If your toes suddenly go numb, it can be extremely scary. But don’t panic: not every instant of toe numbness is a major cause for concern. Still, losing feeling in your extremities could be a sign of an underlying medical condition, so it’s important to see your podiatrist if your toe numbness is persistent, or recurs frequently.

What are the symptoms of toe numbness? Numb, tingly toes should never be ignored: it's important to see your podiatrist to figure out the root cause of your symptoms.

For some people, ‘numbness’ is a literal symptom—you’ll lose all sensation in your toes. For others, however, this condition will include symptoms like:

  • tingling
  • the feeling of pins and needles
  • insensitivity to pressure, cold or hot stimuli

For some people, toe numbness will quickly resolve and never return. Others will need to treat underlying medical conditions in order to prevent frequent toe numbness.

What makes my toes go numb?

From simple mistakes to serious medical conditions, so many things can make your toes go numb. Let’s explore some of the more common causes:

Tight Shoes

If your shoes are too tight, especially in the toe box, they can limit circulation to your extremities. This, in turn, will leave your toes numb and tingly. Even if your shoes are fitted properly, tying your aces too tightly can also keep blood from flowing past your midfoot. If this is the cause of your numbness, sensation should return as soon as you remove your shoes or loosen up those laces.

Over Exercising

When you run, walk or even hit the elliptical for too long, your feet and toes may start to go numb. Why? As you go through the exercise motions, you’re putting tons of pressure on the balls of your feet, as well as your toes. To minimize this type of numbness, try to shift your movements so your heel strikes the ground first. Wearing properly fitted, supportive foot wear during exercise will also minimize this type of numbness but, again, your symptoms should resolve within minutes of stopping your workout.
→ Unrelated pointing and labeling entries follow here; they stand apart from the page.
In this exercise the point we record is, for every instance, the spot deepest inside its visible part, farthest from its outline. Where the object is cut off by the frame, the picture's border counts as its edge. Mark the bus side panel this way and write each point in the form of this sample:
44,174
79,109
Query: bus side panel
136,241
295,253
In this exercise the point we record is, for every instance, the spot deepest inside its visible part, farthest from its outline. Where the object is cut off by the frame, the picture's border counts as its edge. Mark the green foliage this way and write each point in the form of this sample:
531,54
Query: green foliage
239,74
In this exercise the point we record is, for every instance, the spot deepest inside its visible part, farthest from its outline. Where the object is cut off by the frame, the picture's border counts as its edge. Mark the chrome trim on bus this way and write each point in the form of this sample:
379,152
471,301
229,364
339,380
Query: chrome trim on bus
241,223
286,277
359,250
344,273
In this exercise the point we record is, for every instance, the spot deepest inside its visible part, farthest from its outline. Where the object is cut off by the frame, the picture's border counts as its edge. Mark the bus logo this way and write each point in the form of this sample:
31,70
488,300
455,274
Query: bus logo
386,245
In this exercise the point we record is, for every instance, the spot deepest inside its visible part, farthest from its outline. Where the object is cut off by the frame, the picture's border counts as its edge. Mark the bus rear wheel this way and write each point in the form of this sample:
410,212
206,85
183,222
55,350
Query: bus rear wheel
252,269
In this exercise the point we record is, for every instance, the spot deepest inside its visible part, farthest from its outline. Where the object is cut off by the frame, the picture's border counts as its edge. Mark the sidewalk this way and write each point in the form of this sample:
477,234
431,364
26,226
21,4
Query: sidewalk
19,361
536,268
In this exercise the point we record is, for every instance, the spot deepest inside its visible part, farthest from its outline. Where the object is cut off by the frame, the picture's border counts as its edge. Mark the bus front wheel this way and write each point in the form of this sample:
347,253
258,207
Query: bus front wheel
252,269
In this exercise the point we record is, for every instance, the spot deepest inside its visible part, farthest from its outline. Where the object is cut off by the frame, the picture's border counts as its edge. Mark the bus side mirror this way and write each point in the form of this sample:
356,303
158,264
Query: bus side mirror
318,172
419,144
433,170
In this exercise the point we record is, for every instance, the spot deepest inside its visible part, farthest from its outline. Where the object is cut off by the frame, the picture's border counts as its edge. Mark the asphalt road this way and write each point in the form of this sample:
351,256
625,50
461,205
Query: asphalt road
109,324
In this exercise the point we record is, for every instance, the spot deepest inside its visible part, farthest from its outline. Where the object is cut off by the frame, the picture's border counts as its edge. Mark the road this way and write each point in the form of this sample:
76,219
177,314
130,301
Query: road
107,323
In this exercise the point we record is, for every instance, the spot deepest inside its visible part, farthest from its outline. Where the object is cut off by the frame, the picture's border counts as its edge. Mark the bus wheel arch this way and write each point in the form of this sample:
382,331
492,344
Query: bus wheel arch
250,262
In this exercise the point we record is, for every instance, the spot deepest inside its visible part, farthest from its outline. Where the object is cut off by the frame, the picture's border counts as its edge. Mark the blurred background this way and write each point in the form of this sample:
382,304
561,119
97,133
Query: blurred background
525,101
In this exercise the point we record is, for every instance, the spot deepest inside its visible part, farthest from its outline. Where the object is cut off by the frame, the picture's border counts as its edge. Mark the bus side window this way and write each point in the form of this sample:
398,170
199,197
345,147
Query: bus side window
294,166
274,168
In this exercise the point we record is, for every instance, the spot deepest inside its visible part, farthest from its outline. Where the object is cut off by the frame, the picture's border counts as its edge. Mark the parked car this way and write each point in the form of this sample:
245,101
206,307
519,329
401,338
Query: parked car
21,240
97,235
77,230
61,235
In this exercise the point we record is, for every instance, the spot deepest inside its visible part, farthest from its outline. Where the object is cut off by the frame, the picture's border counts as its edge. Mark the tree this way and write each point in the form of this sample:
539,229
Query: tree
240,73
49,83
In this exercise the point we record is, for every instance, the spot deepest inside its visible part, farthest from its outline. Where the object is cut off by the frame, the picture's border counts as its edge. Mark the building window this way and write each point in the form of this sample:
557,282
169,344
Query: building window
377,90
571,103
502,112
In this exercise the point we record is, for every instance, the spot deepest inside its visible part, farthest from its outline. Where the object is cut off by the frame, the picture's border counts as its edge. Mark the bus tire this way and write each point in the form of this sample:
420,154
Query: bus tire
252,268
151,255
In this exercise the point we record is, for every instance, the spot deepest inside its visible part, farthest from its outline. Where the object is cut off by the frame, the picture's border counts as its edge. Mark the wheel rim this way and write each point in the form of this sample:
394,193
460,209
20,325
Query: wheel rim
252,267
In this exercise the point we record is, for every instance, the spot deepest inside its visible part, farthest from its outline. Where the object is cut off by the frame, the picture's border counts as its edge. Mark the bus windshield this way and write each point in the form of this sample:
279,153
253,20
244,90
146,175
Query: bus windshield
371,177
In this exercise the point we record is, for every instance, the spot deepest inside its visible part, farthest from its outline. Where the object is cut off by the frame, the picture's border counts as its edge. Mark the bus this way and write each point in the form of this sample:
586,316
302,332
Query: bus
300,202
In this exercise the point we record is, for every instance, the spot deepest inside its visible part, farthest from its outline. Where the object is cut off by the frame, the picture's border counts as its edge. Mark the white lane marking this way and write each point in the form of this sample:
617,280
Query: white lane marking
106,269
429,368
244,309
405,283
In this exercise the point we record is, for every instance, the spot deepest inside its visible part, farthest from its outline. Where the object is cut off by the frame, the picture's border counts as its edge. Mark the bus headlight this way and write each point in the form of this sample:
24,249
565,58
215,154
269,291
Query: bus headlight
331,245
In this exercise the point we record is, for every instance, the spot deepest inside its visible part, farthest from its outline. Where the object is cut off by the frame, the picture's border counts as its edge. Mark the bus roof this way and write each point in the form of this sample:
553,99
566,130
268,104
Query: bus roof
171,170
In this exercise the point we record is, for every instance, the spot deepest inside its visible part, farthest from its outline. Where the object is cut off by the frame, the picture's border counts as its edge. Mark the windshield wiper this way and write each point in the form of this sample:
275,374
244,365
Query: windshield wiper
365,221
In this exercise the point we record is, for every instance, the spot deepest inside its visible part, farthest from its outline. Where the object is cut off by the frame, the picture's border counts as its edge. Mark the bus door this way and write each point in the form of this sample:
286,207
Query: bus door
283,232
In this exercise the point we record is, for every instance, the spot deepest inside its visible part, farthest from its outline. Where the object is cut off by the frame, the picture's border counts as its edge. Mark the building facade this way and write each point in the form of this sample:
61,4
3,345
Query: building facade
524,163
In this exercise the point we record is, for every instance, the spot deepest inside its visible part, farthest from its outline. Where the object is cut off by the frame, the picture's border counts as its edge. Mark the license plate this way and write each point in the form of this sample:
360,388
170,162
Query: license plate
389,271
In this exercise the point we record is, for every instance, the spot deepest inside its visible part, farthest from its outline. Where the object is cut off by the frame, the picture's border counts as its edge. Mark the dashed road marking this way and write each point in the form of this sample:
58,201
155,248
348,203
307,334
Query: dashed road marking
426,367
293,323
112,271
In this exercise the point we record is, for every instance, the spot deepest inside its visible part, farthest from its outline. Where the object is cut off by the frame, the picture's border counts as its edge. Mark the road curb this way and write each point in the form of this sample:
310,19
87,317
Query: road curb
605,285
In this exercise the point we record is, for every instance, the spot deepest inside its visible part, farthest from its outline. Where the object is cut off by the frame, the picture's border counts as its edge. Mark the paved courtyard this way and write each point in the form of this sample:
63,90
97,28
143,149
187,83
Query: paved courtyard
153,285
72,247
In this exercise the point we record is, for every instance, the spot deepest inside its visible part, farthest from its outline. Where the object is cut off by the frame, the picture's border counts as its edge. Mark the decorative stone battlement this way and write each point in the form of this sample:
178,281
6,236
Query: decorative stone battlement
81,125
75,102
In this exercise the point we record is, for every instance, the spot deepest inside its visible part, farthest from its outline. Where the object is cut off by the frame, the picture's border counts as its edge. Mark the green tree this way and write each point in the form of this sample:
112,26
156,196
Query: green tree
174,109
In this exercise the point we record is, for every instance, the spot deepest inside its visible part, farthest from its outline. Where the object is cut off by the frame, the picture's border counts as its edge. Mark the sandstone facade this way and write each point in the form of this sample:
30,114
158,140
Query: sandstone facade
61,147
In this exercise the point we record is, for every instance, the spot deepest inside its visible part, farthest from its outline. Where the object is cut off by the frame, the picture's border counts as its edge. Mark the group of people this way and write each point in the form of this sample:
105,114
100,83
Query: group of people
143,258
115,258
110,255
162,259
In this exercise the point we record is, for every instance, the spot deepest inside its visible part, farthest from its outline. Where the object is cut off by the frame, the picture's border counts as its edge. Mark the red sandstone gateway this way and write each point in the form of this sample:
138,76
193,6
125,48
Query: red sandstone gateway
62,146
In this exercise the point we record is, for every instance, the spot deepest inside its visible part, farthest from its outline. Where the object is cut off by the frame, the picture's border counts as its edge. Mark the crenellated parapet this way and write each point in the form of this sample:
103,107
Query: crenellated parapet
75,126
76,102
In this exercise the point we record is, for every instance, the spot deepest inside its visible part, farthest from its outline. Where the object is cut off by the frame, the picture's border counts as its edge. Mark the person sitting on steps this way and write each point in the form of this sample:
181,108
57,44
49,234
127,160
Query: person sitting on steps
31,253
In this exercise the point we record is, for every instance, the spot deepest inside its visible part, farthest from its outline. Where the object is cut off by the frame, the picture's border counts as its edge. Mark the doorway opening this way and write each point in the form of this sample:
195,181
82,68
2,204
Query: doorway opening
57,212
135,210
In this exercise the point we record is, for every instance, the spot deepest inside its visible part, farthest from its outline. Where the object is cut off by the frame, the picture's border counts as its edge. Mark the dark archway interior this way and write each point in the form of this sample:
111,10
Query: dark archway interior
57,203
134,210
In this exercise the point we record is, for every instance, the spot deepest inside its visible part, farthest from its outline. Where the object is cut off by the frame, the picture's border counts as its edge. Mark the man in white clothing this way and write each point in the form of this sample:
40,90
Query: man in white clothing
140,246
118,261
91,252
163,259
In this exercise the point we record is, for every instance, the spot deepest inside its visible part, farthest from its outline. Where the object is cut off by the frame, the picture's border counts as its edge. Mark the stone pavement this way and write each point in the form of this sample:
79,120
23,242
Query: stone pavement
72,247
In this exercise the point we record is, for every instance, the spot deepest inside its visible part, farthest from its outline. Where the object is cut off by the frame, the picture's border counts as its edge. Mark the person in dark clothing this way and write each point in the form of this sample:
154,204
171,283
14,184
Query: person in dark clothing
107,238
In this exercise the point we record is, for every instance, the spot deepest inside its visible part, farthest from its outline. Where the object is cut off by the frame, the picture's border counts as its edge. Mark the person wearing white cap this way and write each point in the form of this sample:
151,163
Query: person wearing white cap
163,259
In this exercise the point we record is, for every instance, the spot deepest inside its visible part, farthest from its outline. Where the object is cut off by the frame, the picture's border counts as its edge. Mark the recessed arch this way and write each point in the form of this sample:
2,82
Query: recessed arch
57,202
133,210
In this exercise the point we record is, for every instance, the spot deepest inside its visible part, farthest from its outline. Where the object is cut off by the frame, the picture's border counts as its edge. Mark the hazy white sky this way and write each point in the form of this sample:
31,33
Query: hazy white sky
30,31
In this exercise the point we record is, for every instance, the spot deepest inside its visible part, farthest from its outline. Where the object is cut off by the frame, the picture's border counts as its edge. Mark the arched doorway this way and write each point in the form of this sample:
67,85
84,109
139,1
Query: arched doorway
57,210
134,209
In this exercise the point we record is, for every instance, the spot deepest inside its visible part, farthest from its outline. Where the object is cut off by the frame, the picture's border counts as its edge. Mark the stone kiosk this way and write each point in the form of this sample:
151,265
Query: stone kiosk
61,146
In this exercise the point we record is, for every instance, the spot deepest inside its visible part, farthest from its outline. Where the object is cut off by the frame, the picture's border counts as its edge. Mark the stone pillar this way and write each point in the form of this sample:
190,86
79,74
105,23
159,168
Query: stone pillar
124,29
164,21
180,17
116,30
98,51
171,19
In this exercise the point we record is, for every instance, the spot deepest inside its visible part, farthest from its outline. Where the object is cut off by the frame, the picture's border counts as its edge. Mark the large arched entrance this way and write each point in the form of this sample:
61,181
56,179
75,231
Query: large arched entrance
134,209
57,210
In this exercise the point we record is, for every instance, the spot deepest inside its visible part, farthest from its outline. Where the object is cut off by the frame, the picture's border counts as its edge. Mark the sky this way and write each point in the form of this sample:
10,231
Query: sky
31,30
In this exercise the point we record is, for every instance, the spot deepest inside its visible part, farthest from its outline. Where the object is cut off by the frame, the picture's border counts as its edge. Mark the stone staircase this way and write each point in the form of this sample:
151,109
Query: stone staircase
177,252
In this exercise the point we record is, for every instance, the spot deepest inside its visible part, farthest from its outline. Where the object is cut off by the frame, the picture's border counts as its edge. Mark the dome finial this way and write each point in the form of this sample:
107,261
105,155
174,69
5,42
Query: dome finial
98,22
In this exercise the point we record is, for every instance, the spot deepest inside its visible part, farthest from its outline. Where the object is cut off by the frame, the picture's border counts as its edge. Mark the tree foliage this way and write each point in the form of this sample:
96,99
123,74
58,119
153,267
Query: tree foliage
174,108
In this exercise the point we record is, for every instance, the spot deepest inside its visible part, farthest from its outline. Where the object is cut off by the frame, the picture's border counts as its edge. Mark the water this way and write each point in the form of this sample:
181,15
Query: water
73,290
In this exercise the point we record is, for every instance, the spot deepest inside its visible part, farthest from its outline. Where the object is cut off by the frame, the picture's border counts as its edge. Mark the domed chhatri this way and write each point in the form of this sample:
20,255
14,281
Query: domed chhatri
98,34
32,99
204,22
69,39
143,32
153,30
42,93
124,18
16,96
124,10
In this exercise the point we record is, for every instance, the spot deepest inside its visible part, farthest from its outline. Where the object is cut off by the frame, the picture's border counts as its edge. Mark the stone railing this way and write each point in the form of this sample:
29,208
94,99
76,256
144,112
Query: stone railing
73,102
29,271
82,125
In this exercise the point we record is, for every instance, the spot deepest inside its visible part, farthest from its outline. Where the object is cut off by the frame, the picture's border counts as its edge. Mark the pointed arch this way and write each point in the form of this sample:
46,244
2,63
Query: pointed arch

Cold Temps Cold weather exposure can leave your toes numb, especially if you suffer from Raynaud's syndrome

As we know here in the Chicago-land area, cold weather can leave your tootsies without much feeling in them. This is especially true if you suffer from Raynaud's syndrome, a condition in which your blood vessels respond too strongly to cold weather, leaving toes (and fingers) numb. Your skin may also change colors with this condition.

Whether you have Reynaud’s or not, you can help prevent cold-weather numbness by layering warmly during the winter months, and keeping feet covered, even when you’re in the warmth of your own home. For most people, cold weather-numbness should resolve when your body temperature rises; for people with Reynaud’s, symptoms—especially skin color changes—may take a little longer to resolve.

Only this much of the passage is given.